Au reste, Besenval n'était pas l'unique occasion des haines qui grondèrent autour du Châtelet. D'Autichamp, de Broglie, de Puységur furent successivement traduits devant cette juridiction trop partiale ; elle eut à connaître des événements d'octobre ; elle eut à décider si les mandements séditieux de l'évêque de Tréguier n'étaient pas un appel à la guerre civile, si le plan tracé par Augeard, secrétaire des commandements de la reine, pour conduire le roi à Metz, ne constituait pas un véritable crime d'État, et telle fut, à l'égard de tous les accusés de marque, sa constante attitude, que chacun put prévoir et prédire avec certitude le scandale d'une générale impunité.

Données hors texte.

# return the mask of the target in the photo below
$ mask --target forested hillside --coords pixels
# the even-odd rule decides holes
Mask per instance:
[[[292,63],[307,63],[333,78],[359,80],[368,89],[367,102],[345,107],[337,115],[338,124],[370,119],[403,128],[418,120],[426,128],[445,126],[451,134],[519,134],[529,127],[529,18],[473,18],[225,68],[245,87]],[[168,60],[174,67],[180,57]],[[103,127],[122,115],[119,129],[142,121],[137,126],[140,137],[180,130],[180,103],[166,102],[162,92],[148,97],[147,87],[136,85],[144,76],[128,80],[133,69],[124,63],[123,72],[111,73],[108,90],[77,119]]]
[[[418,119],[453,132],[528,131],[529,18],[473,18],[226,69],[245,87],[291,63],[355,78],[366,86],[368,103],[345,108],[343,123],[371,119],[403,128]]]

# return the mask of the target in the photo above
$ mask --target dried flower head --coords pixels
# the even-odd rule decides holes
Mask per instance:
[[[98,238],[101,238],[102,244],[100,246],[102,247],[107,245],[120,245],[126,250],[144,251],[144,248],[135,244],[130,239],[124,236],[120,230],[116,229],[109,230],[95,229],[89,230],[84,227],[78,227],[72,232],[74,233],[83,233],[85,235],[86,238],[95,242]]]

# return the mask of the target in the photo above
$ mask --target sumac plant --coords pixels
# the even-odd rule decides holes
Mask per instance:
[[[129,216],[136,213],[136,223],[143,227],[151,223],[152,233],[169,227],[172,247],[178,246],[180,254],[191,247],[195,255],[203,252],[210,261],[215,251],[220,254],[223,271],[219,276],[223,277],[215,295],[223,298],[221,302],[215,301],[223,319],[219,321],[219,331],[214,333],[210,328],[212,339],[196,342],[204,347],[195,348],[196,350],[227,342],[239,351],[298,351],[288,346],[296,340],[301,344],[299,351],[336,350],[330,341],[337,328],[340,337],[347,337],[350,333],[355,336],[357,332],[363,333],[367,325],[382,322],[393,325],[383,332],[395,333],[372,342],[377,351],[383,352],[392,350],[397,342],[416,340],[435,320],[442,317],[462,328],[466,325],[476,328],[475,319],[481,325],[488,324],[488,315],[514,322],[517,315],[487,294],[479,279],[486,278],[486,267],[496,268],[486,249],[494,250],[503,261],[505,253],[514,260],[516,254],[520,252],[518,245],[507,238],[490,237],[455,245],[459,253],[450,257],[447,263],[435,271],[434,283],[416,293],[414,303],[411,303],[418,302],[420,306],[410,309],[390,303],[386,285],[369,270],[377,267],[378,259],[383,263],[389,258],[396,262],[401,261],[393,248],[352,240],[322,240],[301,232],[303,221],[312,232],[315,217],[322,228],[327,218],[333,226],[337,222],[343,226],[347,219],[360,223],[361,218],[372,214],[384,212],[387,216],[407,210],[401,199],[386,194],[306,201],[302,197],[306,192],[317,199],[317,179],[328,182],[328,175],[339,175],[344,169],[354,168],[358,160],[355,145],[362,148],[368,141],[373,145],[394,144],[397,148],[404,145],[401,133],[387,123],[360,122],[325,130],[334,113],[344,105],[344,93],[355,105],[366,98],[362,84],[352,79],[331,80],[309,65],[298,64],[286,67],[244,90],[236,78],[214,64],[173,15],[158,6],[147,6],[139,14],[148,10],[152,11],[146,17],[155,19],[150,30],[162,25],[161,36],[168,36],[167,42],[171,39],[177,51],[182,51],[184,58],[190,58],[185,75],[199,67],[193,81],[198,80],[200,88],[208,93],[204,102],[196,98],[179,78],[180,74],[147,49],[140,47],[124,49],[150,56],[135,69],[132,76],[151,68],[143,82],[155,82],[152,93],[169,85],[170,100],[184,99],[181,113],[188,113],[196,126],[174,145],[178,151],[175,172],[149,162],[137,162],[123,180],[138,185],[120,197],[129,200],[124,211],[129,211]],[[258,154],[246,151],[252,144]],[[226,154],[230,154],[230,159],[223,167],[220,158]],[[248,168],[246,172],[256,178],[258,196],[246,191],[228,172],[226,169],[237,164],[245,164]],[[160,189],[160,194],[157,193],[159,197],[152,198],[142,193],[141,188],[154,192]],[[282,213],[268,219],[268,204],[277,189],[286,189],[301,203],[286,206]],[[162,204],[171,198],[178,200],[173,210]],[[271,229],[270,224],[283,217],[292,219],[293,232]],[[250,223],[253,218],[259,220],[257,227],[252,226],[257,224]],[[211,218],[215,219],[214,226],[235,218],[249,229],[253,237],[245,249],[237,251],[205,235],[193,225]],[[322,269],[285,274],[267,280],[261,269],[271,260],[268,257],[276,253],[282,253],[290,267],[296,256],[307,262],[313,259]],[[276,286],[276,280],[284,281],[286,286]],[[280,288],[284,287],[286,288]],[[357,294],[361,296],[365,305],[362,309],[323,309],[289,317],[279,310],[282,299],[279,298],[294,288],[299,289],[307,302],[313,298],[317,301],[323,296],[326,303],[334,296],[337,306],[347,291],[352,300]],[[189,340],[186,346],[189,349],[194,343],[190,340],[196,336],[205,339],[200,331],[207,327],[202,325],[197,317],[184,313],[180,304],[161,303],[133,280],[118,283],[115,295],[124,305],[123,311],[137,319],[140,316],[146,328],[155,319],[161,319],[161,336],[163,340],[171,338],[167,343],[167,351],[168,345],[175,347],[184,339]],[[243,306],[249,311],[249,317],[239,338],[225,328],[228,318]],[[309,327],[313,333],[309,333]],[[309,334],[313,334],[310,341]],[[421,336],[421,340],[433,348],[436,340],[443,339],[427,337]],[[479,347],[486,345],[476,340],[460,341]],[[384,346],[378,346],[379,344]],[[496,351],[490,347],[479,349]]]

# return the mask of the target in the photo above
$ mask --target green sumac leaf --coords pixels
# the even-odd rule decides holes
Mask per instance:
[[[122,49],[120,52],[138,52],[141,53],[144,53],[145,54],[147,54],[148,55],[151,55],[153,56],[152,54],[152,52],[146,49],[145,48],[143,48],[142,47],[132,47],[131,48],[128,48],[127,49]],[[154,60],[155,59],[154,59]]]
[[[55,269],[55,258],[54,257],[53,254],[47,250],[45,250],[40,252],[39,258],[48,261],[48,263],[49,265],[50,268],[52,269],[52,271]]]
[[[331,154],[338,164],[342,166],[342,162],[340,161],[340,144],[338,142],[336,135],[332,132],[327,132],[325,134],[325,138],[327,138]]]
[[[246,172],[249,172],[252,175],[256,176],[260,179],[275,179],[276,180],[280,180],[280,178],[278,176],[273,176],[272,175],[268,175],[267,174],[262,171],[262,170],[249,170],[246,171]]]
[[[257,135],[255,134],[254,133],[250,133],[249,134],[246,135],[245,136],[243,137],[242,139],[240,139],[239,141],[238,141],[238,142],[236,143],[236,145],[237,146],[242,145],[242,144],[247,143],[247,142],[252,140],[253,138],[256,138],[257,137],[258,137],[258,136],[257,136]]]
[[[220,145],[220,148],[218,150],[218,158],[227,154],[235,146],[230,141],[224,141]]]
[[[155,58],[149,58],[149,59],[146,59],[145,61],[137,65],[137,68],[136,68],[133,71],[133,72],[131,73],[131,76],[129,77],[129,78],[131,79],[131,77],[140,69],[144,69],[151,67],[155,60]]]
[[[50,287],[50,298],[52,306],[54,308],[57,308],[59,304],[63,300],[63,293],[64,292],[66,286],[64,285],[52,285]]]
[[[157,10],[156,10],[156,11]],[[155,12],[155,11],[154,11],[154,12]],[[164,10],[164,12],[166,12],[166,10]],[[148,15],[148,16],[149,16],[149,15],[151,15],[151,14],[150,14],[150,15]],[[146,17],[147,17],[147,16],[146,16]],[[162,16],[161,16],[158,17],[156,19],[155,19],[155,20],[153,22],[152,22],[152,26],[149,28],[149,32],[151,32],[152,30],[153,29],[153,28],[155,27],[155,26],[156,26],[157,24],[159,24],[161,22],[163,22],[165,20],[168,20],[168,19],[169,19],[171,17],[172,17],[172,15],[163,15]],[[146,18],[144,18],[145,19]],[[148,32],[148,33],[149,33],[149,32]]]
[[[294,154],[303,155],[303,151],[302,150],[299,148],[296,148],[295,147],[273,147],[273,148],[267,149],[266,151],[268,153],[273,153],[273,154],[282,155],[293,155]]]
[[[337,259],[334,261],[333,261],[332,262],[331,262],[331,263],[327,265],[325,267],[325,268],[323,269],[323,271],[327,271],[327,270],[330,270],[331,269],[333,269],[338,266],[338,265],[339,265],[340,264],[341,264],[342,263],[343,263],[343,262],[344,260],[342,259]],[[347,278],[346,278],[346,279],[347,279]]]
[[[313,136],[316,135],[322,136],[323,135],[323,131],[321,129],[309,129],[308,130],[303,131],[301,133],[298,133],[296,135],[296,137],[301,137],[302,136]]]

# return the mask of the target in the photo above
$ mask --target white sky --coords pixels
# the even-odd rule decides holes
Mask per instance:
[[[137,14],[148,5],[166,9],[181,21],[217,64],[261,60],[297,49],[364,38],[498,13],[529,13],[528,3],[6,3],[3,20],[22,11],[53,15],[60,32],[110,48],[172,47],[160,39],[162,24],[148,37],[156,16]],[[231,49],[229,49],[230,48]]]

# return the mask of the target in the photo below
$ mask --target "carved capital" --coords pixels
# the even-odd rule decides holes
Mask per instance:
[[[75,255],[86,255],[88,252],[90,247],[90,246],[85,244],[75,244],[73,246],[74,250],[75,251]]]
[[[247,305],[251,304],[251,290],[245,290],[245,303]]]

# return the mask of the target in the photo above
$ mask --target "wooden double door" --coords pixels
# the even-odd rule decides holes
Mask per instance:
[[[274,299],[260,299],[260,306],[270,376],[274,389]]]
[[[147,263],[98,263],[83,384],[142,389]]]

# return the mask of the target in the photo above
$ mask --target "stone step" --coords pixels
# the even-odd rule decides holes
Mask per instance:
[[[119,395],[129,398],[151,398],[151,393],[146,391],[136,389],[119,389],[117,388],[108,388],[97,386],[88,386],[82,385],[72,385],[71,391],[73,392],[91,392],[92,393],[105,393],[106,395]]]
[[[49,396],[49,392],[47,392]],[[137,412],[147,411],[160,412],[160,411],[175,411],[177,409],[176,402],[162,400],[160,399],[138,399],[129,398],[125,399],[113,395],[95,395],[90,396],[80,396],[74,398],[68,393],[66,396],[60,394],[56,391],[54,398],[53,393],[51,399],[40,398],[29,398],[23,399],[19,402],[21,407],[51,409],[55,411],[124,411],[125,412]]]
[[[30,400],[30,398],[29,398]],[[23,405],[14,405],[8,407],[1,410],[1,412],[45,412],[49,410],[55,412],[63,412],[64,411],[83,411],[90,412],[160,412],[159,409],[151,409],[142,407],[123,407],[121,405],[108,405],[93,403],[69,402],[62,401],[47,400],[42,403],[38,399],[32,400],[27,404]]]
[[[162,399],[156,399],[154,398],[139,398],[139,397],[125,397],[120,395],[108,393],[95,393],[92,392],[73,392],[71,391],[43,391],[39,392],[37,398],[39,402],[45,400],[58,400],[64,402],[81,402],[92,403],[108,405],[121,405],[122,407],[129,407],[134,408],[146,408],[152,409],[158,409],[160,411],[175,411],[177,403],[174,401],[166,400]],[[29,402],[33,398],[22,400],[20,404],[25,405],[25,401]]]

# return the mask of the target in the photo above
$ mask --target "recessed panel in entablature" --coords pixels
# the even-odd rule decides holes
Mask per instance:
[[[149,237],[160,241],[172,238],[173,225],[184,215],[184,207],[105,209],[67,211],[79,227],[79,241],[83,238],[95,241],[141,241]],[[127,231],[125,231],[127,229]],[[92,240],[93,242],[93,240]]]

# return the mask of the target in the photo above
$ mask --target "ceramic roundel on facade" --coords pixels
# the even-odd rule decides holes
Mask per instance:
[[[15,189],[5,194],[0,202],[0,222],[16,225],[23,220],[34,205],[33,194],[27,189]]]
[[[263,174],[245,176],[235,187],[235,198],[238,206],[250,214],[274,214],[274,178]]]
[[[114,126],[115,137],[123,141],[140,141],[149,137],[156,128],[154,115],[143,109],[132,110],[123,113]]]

Une guerre de pamphlets commença donc contre le Châtelet. Dans un de ces écrits, sorti de l'imprimerie d'un ami du peuple et qui ne porte aucun nom d'auteur, on lit :

Plus de six mois se sont écoulés, et la procédure criminelle contre Lambesc reste suspendue, et Lambesc vit tranquille, et Lambesc va, de cour en cour, tramer des complots, encourager des manœuvres contre la patrie, et Lambesc reçoit exactement ses énormes pensions, et la cour du monarque, ô Peuple, cette cour qui a juré de ne faire jamais qu'un avec toi, ose faire passer à Lambesc de nouveaux suppléments en numéraire effectif, pour soudoyer les ennemis ![12]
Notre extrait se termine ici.